Damas rejette le plan de l’ONU offrant aux « rebelles » une administration autonome à Alep-Est (L'Expression.dz)
 
 

Damas rejette fermement le plan de l’ONU pour Alep, que lui a soumis l’émissaire onusien, Staffan de Mistura

Le gouvernement syrien a rejeté une idée de l’émissaire de l’ONU liée à une «administration autonome» des rebelles dans la métropole d’Alep, a annoncé hier le ministre des Affaires étrangères syrien Walid Mouallem.

Walid Mouallem s’est exprimé peu après avoir rencontré l’envoyé de l’ONU pour la Syrie, Staffan de Mistura, en visite hier à Damas pour discuter d’un plan visant à faire cesser les violences dans la deuxième ville du pays.

M.de Mistura «parlé d’une administration autonome» à Alep-Est, a indiqué M.Mouallem lors d’une conférence de presse. «On lui a dit qu’on rejetait complètement cette idée», a-t-il poursuivi, se demandant comment «est-il possible que l’ONU vienne récompenser les terroristes».

Dans un entretien publié en début de semaine par le quotidien britannique The Guardian, M.de Mistura avait suggéré que le gouvernement syrien reconnaisse l’administration établie de facto par les insurgés dans les quartiers de l’est de la deuxième ville du pays, qui échappent au contrôle du gouvernement depuis 2012. En contrepartie, les centaines d’éléments du groupe terroriste Fateh al-Cham (ex-branche syrienne d’Al Qaîda) devraient quitter ce secteur où vivent plus de 250.000 civils. «Nous lui avons dit que nous étions d’accord sur la nécessité que les terroristes sortent de l’est d’Alep (…) mais qu’il n’était pas possible que 275.000 de nos citoyens (…) restent otages de 5000, 6000, 7000 hommes armés» a encore dit le chef de la diplomatie syrienne. «Aucun gouvernement au monde n’accepterait cela», a-t-il martelé. «Le plus tôt ils (les rebelles) quitteraient (Alep) -et nous leur garantissons qu’ils choisissent leur destination-, le plus tôt ils épargneront de la souffrance aux habitants», a ajouté le ministre. «Il faut que les institutions de l’Etat reviennent à Alep-Est», a aussi indiqué M.Mouallem.

Il a précisé que M. de Mistura n’avait pas évoqué durant la réunion de date pour la reprise du dialogue intersyrien. Cette année, trois sessions de dialogue sous l’égide de l’ONU pour mettre fin à cinq ans de guerre ayant fait plus de 300.000 morts ont échoué. Plus tôt, samedi, l’ONU avait appelé toutes les parties impliquées dans le conflit en Syrie à cesser les attaques à Alep, soulignant la nécessité d’ouvrir un accès pour fournir de l’aide aux habitants.
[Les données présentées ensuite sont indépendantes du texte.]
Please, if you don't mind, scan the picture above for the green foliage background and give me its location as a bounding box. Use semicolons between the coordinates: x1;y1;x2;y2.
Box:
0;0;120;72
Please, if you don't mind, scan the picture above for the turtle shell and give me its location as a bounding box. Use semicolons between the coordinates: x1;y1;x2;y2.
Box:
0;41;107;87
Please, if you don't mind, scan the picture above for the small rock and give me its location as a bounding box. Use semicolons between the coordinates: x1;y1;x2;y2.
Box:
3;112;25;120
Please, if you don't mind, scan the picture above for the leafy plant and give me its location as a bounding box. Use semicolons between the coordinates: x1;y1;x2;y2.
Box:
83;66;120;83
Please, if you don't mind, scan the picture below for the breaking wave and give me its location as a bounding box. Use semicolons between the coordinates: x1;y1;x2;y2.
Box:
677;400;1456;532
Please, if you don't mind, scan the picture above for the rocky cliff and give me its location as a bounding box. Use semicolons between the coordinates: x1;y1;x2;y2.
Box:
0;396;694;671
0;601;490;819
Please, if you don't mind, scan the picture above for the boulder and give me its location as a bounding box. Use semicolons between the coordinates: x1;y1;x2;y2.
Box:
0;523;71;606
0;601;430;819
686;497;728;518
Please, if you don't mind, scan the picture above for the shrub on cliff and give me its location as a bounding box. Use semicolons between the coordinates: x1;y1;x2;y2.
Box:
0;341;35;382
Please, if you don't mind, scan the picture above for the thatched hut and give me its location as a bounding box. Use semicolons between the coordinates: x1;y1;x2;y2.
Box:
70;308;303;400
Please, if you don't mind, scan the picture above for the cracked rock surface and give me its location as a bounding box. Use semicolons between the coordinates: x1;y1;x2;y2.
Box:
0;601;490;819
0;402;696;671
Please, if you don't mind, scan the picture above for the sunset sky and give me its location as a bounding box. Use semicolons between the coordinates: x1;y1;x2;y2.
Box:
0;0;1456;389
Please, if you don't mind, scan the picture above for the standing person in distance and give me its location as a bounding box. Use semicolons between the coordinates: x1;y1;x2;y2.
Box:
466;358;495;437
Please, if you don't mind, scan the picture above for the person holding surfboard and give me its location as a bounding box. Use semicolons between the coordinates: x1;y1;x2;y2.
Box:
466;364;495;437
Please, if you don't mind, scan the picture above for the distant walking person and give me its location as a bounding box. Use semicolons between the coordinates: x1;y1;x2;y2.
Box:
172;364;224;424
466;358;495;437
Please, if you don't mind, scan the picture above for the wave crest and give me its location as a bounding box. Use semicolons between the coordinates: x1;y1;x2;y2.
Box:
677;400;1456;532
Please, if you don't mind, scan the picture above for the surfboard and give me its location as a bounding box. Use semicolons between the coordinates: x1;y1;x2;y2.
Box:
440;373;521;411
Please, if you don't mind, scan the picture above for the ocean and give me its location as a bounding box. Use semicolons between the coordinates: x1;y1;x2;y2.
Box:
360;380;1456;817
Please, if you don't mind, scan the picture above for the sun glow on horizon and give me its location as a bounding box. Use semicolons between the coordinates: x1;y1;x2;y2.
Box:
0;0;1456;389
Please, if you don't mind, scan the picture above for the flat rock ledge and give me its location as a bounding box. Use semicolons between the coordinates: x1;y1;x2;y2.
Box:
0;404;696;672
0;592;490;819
«Les Nations unies sont extrêmement attristées et horrifiées par la récente escalade des violences dans plusieurs régions de Syrie et appellent toutes les parties à cesser les attaques indiscriminées contre les civils et les infrastructures civiles», ont déclaré le coordinateur humanitaire de l’ONU pour la Syrie Ali al-Zaatari et le coordinateur humanitaire régional Kevin Kennedy.

MM.Zaatari et Kennedy ont dit que l’ONU avait un plan pour porter assistance à la population assiégée d’Alep. «L’ONU a partagé avec toutes les parties au conflit à Alep et les Etats concernés un plan humanitaire détaillé pour fournir une aide urgente aux habitants d’Alep-Est, ainsi que pour mener les évacuations des malades et des blessés», ont-ils affirmé.

«Il est impératif que toutes les parties acceptent le plan et nous permettent un accès immédiat et sûr pour fournir de l’aide à ceux qui sont dans le besoin dans l’est d’Alep, mais également dans toutes les autres parties de Syrie» où les gens ont besoin d’aide, ont-ils ajouté.

L’ONU n’a pas eu accès au secteur rebelle d’Alep, soumis à un siège depuis la mi-juillet. Sur le terrain, au moins sept enfants ont été tués hier par des tirs rebelles sur les quartiers contrôlés par le gouvernement syrien à Alep-Ouest. L’attaque intervient au moment où les quartiers rebelles de l’est de la deuxième ville de Syrie sont soumis à d’intenses bombardements de l’armée syrienne appuyés par des frappes russes.